Bictegravir/emtricitabine/tenofovir alafenamide, sold under the brand name Biktarvy, is a fixed-dose combination antiretroviral medication for the treatment of HIV/AIDS.  One tablet, taken orally once daily, contains 50mg bictegravir, 200mg emtricitabine, and 25mg tenofovir alafenamide.  It was approved for use in the United States in February 2018, and for use in the European Union in June 2018.

Combination therapy 
Bictegravir/emtricitabine/tenofovir alafenamide is an example of a combination drug that can be taken as a complete regimen for treatment of the human immunodeficiency virus.

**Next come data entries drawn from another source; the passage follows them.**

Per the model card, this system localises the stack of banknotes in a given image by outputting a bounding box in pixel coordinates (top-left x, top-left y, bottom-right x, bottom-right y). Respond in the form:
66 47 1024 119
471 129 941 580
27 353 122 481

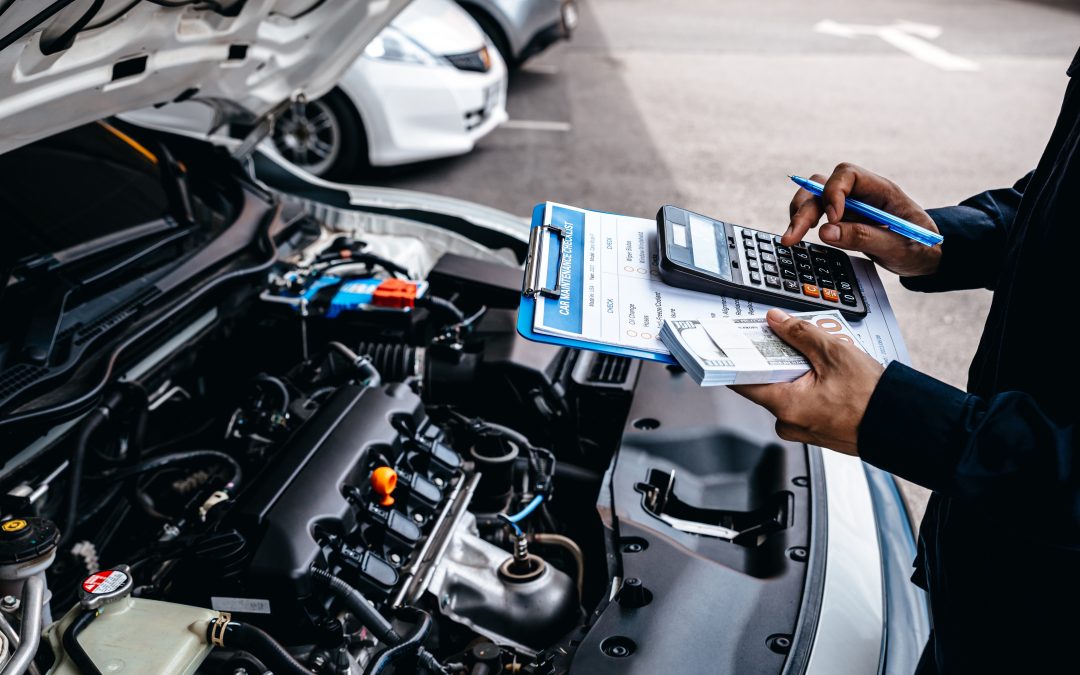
660 311 866 387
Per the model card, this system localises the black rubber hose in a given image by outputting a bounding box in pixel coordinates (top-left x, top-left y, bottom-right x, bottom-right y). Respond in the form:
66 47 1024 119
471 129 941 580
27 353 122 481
95 450 244 491
420 295 465 324
255 373 293 415
326 341 382 388
311 568 402 647
206 619 311 675
62 609 102 675
59 406 109 548
364 607 431 675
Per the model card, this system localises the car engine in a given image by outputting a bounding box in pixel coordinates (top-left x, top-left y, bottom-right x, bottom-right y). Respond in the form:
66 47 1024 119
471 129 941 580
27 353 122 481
0 122 810 675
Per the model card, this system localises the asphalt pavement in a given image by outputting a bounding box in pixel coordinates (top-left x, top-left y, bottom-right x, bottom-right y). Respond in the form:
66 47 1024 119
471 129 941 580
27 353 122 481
377 0 1080 512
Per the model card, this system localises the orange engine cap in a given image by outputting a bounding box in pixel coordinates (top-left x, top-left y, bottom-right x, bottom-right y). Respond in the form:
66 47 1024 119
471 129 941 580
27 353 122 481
372 467 397 507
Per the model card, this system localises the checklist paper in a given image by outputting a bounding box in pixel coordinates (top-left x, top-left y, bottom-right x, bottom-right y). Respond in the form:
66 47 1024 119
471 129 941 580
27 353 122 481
531 202 908 365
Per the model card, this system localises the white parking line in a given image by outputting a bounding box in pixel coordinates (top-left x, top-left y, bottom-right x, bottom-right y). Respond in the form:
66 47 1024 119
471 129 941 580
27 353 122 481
501 120 570 133
813 18 978 72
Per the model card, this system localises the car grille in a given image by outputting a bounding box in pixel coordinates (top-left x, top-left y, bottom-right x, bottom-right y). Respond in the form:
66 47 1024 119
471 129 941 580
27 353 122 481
446 46 491 72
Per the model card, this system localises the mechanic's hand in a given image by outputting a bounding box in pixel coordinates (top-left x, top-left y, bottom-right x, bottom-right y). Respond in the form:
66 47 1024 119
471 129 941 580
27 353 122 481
731 309 883 455
781 163 942 276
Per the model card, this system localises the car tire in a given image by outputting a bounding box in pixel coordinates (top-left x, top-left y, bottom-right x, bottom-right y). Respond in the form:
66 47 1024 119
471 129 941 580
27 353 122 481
273 87 369 180
462 5 521 69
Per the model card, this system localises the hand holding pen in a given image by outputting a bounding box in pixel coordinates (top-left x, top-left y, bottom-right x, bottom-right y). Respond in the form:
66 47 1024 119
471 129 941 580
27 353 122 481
781 163 942 276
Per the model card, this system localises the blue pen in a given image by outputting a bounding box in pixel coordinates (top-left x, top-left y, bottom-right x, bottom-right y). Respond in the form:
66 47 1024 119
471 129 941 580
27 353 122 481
788 176 945 246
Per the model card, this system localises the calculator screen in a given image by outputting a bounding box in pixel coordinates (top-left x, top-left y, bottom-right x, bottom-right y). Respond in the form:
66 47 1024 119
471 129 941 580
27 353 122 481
686 213 731 281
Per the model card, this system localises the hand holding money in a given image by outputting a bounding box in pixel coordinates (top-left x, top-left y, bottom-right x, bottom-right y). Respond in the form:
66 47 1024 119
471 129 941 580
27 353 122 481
731 309 883 455
660 310 862 387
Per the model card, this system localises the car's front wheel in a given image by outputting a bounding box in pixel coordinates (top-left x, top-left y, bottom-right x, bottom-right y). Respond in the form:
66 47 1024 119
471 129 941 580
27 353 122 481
273 89 367 178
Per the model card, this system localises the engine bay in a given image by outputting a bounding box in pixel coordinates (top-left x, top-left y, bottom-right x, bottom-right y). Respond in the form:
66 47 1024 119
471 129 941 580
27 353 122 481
0 123 816 675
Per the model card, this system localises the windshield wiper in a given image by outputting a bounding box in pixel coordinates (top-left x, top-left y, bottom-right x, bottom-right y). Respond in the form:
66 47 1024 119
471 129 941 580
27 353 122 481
12 222 194 365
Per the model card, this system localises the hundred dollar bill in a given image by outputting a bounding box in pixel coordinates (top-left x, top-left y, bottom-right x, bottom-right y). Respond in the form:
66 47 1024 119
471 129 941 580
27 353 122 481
660 310 865 387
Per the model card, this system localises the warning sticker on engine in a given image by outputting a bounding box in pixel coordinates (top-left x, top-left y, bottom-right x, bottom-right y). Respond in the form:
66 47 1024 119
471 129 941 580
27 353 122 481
82 569 127 595
210 595 270 615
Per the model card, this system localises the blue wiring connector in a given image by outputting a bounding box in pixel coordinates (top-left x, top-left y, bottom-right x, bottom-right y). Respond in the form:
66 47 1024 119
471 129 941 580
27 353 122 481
500 495 543 536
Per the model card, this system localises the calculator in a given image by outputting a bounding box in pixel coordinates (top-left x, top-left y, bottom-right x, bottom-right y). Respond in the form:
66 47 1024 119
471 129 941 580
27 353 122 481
657 204 866 320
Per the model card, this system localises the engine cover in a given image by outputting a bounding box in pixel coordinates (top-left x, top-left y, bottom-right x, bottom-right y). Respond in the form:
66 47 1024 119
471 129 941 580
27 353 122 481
214 384 460 635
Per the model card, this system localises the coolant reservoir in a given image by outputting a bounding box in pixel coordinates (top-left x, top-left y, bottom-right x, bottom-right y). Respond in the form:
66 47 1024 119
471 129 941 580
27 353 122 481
45 570 220 675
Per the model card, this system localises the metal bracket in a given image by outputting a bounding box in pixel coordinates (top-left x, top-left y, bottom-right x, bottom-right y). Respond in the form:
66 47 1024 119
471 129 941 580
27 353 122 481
634 469 791 546
523 224 563 298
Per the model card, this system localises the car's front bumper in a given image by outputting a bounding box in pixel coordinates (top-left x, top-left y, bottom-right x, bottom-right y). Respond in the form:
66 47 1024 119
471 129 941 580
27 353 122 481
339 58 507 166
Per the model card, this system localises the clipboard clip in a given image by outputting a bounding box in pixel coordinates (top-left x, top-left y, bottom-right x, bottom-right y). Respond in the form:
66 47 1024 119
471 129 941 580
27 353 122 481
523 224 563 299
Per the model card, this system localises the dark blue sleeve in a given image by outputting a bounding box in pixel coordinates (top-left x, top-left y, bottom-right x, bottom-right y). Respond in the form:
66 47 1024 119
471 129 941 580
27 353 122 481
859 362 1080 548
900 174 1031 292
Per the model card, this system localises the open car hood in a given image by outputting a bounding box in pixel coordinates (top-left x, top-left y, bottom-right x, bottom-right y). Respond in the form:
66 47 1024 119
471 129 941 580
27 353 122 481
0 0 408 152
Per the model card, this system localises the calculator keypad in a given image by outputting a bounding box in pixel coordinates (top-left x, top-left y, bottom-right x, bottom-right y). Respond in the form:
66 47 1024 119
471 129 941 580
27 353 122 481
732 229 859 307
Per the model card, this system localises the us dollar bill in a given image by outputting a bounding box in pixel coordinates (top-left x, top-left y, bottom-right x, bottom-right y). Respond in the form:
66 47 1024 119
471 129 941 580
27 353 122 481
660 310 865 387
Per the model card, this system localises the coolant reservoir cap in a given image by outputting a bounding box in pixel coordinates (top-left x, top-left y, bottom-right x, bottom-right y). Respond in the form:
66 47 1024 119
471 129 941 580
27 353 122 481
79 565 135 609
0 518 60 565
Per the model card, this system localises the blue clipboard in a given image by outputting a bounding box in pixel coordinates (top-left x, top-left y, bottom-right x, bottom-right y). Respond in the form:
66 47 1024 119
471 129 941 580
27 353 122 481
517 203 676 364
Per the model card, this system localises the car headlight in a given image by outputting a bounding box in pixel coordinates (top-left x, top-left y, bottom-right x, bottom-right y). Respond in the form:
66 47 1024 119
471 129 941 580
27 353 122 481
364 26 443 66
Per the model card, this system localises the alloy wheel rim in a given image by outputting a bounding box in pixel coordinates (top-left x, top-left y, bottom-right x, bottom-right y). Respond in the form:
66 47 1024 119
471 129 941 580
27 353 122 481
273 100 341 174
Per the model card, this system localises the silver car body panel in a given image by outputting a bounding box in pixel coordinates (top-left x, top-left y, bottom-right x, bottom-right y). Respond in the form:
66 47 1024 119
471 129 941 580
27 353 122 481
459 0 563 56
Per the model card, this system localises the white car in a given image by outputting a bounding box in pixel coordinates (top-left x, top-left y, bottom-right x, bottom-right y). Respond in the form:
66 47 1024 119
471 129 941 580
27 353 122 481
273 0 507 176
122 0 507 178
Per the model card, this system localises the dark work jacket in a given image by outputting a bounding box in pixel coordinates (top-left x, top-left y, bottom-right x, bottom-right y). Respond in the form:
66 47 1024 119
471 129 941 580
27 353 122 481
859 44 1080 675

Combination therapy for HIV, often called highly active antiretroviral therapy (HAART), is composed of two or more types of antiretroviral drugs.  Combination therapy decreases the likelihood that drug resistance will occur, because it is unlikely that the HIV-1 strains will be able to mutate enough to become resistant to all drugs being used in the combination.  Combination therapy increases the length of lives of patients with HIV-1, and can greatly reduce the possibility for transmission of the virus.

Components 

Bictegravir (BIC) is an integrase strand transfer inhibitor (INSTI). Bictegravir is different from other INSTIs because it contains a bridged bicyclic ring and a distinct benzyl tail with a 2,4,6-trifluorobenzyl group.  This contributes to an increase in plasma protein binding and a reduction of activation of the pregnane X receptor (PXR).   These changes minimize interactions between drugs, lower clearance, and increase solubility.  Bictegravir was found to be less drug resistant than other drugs in the same class.

Emtricitabine (FTC) is a nucleoside reverse transcriptase inhibitor (NRTI) that is a synthetic fluoro derivative of thiacytidine. Within the cell, emtricitabine becomes phosphorylated, which forms emtricitabine 5'-triphosphate within the cell. This allows for the drug to compete with the viral and host substrate and ultimately causes a termination of DNA chain elongation. Underlying hepatitis B virus (HBV) can interact with emtricitabine to cause significant liver damage, but it does not have a significant detrimental effect on the liver when given to patients without HBV.

Tenofovir alafenamide (TAF) is a prodrug of tenofovir that functions as a nucleotide reverse transcriptase inhibitor (NRTI). Other prodrugs for tenofovir have been tested, but TAF is more efficient at refining HIV-1 therapy. It converts intracellularly to TFV diphosphate, which is a metabolite in HIV target cells. Thus, TAF has higher active metabolite concentrations and lower plasma TFV than other Tenofovir prodrugs. TAF is metabolized primarily with the kidneys, and has a lower dosage than other prodrugs, so it is less detrimental to the renal elimination system.

Medical uses 
This drug regimen is intended and approved for adults with HIV-1 infection who have had no previous antiretroviral treatment or for those with less than 50 copies of HIV-1 RNA per mL. Patients with HIV-1 should not have previously had any adverse reactions or resistance to bictegravir, emtricitabine, or tenofovir alafenamide.

Side effects 

This drug should not be co-administered with dofetilide or rifampin.  Dofetilide when taken with bictegravir/emtricitabine/tenofovir alafenamide can cause an increase in dofetilide plasma concentrations, which can lead to death.  Rifampin and bictegravir/emtricitabine/tenofovir alafenamide when taken together can decrease bictegravir plasma concentrations and cause resistance to bictegravir/emtricitabine/tenofovir alafenamide.  Other HIV-1 antiretroviral drugs should not be taken with this therapy.

If kidney disease or development of renal impairment is seen, the drug should be discontinued. Discontinuation of bictegravir/emtricitabine/tenofovir alafenamide in patients with hepatitis B and HIV-1 has been shown to increase the prevalence of hepatitis B, causing liver decompensation and liver failure.

Adverse drug reactions include, but are not limited to, diarrhea, nausea, and headache.